Les avis des conseillers juridiques ministériels bientôt « non-contraignants » ?
Un nouveau projet de loi veut restreindre l'indépendance des conseillers, permettant à terme aux ministres de faire appel au juriste de leur choix pour défendre leur politique
Carrie Keller-Lynn est la correspondante politique et juridique du Times of Israël.
Dans le cadre de son projet de refonte judiciaire, la coalition a fait part jeudi d’un nouveau projet de loi visant à changer le statut des conseillers juridiques dans les ministères qui, d’autorités indépendantes, deviendraient un conseil choisi en fonction d’affinités politiques et dont l’avis sera explicitement « non-contraignant » pour le gouvernement et pour ses ministres.
Avancé par la Commission de la Constitution, du droit et de la Justice à la Knesset, ce projet de loi visant à amender la Loi fondamentale : Le gouvernement marginaliserait l’influence du ministère de la Justice sur le gouvernement et sur ses positionnements juridiques. Les débats commenceront lundi, a précisé le président de la commission, Simcha Rothman.

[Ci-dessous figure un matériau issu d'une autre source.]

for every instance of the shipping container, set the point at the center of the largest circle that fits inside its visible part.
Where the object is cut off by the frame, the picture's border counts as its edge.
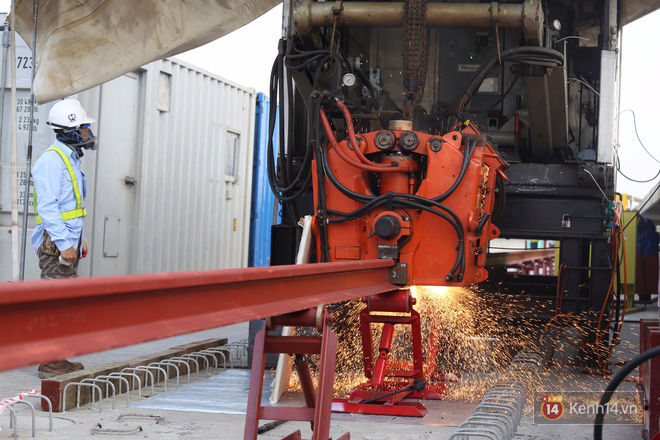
(169, 187)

Ce texte entre dans le cadre d’un projet de réforme judiciaire plus large qui renforcera le pouvoir de la Knesset au détriment du système judiciaire, une refonte décriée par la procureure-générale, d’anciens juges et responsables de la justice et par l’opposition. Tous affirment que ce bouleversement met en danger la démocratie et les libertés civiles. L’architecte de la réforme, Yariv Levin, assure que ces changements radicaux sont nécessaires pour renforcer la démocratie en accroissant le pouvoir des représentants élus du peuple et le Premier ministre Benjamin Netanyahu soutient fermement son initiative, invoquant la mise en place d’un nouvel équilibre entre les autorités publiques.
Le projet de loi qui a été soumis jeudi par la commission de la Constitution établit que le gouvernement, le Premier ministre et tous les membres du cabinet « sont en droit de déterminer le positionnement juridique de leur bureau ou des autorités civiles placées sous leur autorité dans les affaires légales, que ce soit de manière générale ou dans un cas spécifique ».
« L’avis juridique donné au gouvernement » ou « au Premier ministre et à tous les ministres du gouvernement n’aura pas un caractère d’obligation pour ces derniers et ne sera pas en capacité d’altérer leur positionnement légal », dit-il encore.
De la même façon, le cabinet et ses ministres « sont autorisés à rejeter un avis juridique et à agir contre ».
Actuellement, les conseillers juridiques des ministres sont placés sous les auspices de la procureure-générale de manière à préserver leur indépendance face aux influences politiques et les avis qu’ils émettent ont un caractère contraignant pour les ministères.
Le Likud de Netanyahu et ses alliés d’extrême-droite et religieux qui siègent au gouvernement avaient promis de redéfinir l’équilibre des pouvoirs entre les politiciens et les autorités judiciaires à l’approche des élections du mois de novembre, qu’ils ont finalement remportées.
La proposition actuelle va plus loin que la promesse électorale qui avait été faite par le Likud de transformer les conseillers juridiques en « postes de confiance » – ce qui signifie qu’ils pouvaient être embauchés et renvoyés selon les caprices du gouvernement : ces changements changeraient jusqu’au statut légal des avis qu’ils donnent au ministère.
Le projet de loi permettrait également aux ministres de choisir n’importe quel juriste – même un juriste du secteur privé – pour représenter leur bureau lors d’une audience, aidant ainsi les politiciens à échapper à un contrôle du ministère de la Justice sur l’avancée de politiques que ce dernier ne soutiendrait pas et refuserait de défendre.
Les Lois fondamentales ont un statut quasi-constitutionnel et la portée de ce statut est actuellement débattue entre les tribunaux et le projet de réforme de Levin. Mercredi soir, Levin a rendu public un texte qui modifierait très largement la Loi fondamentale : Système judiciaire, et qui comprend notamment une clause qui empêcherait la Haute cour de justice de débattre et d’invalider des Lois fondamentales.
Si une telle législation devait être adoptée et rester incontestée, cela signifierait que la Cour ne pourrait même pas débattre de la proposition faite par la commission de la Constitution de réécrire la définition du poste de conseiller juridique ministériel.
Le bureau de la procureure-générale n’avait pas répondu à notre demande de réaction au moment de la rédaction de cet article.